Le pilotage sera assuré par une double tutelle des ministères du travail et de la santé et des affaires sociales, avec une association des autres ministères intéressés. Ce pilotage visera à établir le Plan santé travail et à élaborer les textes de loi (DGT), ceci après concertation préalable avec le Conseil d'orientation des conditions de travail.

La structure nationale comprendra un conseil d'administration (CA) où siègent l'Etat et les partenaires sociaux.

La Commission AT/MP de la Branche des Risques professionnels de la Cnam est intégrée au conseil d'administration et les différents comités techniques nationaux deviennent des commissions du CA.

Regroupement au niveau national des institutions visant à la prévention

L'idée est d'intégrer dans une entité intitulée France Santé travail, sous la forme d'un établissement de droit public, l'ensemble des organismes actuels œuvrant à la prévention en termes d'ingénierie de prévention, d'élaboration d'outils, de démarches et de méthodes dans ce domaine. Cette entité disposerait aussi d'un CA avec la participation des partenaires sociaux.

Cet organisme regrouperait l'Inrs, l'Anact, l'Organisme professionnel de prévention du bâtiment et des travaux publics (OPPBTP) et le secteur prévention de la Branche AT/MP.

Au niveau régional

Au niveau régional, la mission propose la création d'une instance de santé au travail dont la gouvernance est une entité de droit privé avec des instances paritaires où siège le représentant de l'état en région. Le CA regroupe les compétences des CA des organismes qui rejoignent la structure nationale, services de santé au travail interentreprises, l'OPPBTP, la Commission régionale AT/MP (CRAT/MP) et de l'Aract.

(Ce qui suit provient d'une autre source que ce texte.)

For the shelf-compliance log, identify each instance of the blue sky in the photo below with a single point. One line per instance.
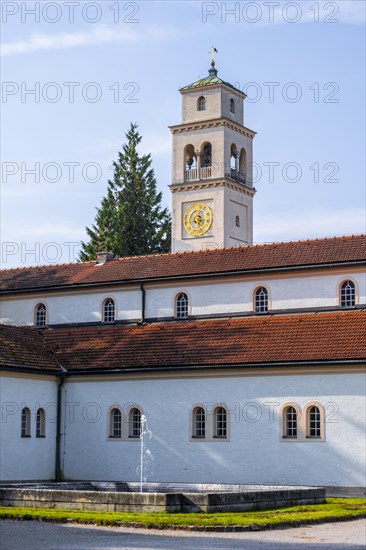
(309, 51)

Le pilotage est assuré par les Direccte en lien avec les Agences régionales de santé. Les Conseils régionaux d'orientation des conditions de travail conserveraient leur rôle actuel d'instance d'avis pour les orientations et le suivi des politiques régionales relatives à la santé au travail.

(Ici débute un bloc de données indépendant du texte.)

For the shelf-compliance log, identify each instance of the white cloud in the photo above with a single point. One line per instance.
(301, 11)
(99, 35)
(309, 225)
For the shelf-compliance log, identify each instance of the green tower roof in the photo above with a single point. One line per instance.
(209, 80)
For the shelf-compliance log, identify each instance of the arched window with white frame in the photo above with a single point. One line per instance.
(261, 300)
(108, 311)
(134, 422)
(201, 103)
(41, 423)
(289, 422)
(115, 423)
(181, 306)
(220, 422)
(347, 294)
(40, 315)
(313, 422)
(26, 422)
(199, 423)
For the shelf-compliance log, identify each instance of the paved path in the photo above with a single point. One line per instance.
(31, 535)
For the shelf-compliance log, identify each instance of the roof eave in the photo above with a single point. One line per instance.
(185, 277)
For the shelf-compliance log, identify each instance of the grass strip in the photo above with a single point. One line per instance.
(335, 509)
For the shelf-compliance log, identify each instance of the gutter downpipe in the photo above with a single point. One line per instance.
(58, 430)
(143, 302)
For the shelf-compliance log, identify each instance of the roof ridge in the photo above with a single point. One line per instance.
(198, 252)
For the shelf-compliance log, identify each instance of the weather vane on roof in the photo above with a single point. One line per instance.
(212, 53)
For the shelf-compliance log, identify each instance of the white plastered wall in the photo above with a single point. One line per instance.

Recommandations à l'appui de ce scénario

Recommandation n° 1 : Donner davantage de visibilité nationale à la politique de santé au travail

·     Inscrire dans la loi l’obligation d’élaborer le Plan Santé Travail et prévoir un rapport régulier devant la représentation nationale.

·     Faire du Plan Santé Travail le volet opérationnel de la politique de santé au travail de la Stratégie nationale de santé.

·     Piloter le Plan Santé Travail sous l’égide du comité interministériel pour la santé.

·     Mieux évaluer la mise en œuvre et l’impact du Plan Santé Travail, notamment en améliorant les indicateurs de réalisation et d’impact par des études évaluatives ciblées de certaines actions réalisées dans le cadre du plan.

Recommandation n° 2 : Consacrer un effort financier dédié et significatif à la prévention

·     A partir des excédents de la branche risques professionnels, consacrer un effort financier significatif aux actions en faveur de la prévention dans les entreprises.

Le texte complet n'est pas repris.